The biggest drawback of US is its limited anatomic coverage. The paravertebral, retrotracheal, and retropharyngeal regions and nodal chains close to the skull base are inadequately imaged with US. The fact that most recurrences occur in the lower nodal chains and thyroid bed, which are easily accessible, however, makes US a very efficient and practical tool.
CT
CT uses ionizing radiation, requires intravenous iodinated contrast administration, which might interfere with other tests, and is more costly than US. However, CT provides a much more comprehensive coverage of the neck compared with US. Traditionally, images are displayed in the transverse plane, which is also the plane in which measurements are made of the lymph nodes. Although newer multidetector units allow easy multiplanar reconstruction of images, no formal study has been done of the benign and pathologic nodes that takes into account the third dimension of the node. However, the size and shape criteria used in US should be directly transferable to CT. Areas of heterogeneous enhancement and central areas of low attenuation within a neck node are reliable signs of metastasis.
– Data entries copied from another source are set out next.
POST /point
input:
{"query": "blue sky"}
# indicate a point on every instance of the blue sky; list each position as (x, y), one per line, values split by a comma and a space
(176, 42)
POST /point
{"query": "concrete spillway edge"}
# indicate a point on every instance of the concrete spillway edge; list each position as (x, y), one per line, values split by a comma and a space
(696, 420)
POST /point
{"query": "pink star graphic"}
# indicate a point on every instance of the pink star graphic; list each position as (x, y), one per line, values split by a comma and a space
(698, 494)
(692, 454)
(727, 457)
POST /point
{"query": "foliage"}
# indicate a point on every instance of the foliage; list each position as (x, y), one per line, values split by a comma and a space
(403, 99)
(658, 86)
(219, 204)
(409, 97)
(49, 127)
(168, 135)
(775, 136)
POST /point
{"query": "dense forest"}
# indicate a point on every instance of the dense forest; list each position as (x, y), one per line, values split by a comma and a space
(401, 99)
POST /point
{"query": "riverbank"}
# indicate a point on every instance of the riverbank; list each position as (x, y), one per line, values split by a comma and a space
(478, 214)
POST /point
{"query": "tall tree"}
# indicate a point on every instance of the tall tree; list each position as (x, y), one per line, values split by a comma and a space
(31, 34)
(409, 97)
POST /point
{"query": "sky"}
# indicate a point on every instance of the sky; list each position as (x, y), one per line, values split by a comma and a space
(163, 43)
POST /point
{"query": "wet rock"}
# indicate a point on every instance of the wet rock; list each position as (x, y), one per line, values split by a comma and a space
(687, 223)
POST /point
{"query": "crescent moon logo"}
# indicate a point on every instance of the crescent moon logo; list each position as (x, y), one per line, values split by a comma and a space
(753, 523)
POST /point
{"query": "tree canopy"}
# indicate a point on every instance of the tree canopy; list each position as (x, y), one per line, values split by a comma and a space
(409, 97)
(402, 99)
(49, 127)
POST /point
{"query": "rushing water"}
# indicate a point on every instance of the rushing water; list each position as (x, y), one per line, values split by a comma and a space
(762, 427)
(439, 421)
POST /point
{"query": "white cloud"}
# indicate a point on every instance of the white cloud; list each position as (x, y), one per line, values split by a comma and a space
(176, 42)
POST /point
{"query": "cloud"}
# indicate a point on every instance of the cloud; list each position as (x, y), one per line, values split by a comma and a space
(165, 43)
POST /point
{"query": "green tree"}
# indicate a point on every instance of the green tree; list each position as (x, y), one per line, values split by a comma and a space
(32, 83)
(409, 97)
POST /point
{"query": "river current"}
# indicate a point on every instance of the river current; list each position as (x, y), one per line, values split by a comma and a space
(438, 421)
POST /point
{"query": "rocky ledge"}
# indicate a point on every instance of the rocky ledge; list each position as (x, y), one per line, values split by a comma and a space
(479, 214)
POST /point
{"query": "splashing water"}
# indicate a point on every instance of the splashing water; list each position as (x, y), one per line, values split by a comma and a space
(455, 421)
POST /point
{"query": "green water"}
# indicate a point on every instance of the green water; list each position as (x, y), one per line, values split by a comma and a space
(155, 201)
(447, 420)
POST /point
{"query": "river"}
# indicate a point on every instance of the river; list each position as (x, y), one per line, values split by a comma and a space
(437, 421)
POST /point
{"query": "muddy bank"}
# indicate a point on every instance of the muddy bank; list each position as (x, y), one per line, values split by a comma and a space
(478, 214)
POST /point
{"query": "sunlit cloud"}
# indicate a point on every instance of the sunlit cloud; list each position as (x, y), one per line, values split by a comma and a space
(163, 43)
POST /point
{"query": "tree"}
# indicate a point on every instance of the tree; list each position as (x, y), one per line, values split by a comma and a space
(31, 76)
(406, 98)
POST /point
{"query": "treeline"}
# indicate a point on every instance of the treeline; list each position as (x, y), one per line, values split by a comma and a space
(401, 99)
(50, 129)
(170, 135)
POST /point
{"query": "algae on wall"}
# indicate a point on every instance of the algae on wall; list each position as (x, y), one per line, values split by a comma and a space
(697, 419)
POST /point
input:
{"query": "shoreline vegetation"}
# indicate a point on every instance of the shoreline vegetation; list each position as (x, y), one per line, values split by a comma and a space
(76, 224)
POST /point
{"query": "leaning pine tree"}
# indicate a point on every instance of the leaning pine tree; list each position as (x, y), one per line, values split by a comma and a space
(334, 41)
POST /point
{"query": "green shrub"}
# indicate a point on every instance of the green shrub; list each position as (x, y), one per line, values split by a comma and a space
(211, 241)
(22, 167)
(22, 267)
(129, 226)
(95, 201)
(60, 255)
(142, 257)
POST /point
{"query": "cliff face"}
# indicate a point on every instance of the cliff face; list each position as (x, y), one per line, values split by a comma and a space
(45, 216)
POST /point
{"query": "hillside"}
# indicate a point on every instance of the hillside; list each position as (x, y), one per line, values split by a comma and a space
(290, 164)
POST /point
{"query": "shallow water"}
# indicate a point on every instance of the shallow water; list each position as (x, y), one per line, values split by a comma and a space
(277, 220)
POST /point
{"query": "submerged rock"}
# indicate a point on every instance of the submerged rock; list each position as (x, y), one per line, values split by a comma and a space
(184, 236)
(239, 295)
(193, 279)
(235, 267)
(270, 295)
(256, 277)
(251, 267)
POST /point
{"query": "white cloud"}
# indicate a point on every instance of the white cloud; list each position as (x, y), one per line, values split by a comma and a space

Retropharyngeal nodal basin is a rare but known site of metastasis from thyroid cancer and can be much more reliably imaged with CT. Metastatic nodes close to the skull base (high level II) are also more reliably identified with CT compared with US. In addition, CT evaluation of extranodal extension of disease with involvement of the paravertebral and prevertebral structures and trachea is superior. CT evaluation of the chest, abdomen, and pelvis for detection and localization of distant metastasis is also feasible. In particular, lung metastases from thyroid cancer are often small and have a miliary pattern, making CT an excellent choice because of its superior spatial resolution, compared with positron emission tomography (PET) and 131 I WBS ( Fig. 2 ). Thus, CT is valuable when recurrence is suspected on the basis of increased Tg and disease cannot be localized with US or 131 I WBS. Also, in cases of established recurrence, CT is indispensable in planning the surgery owing to its superior ability to assess the local and regional extent of disease.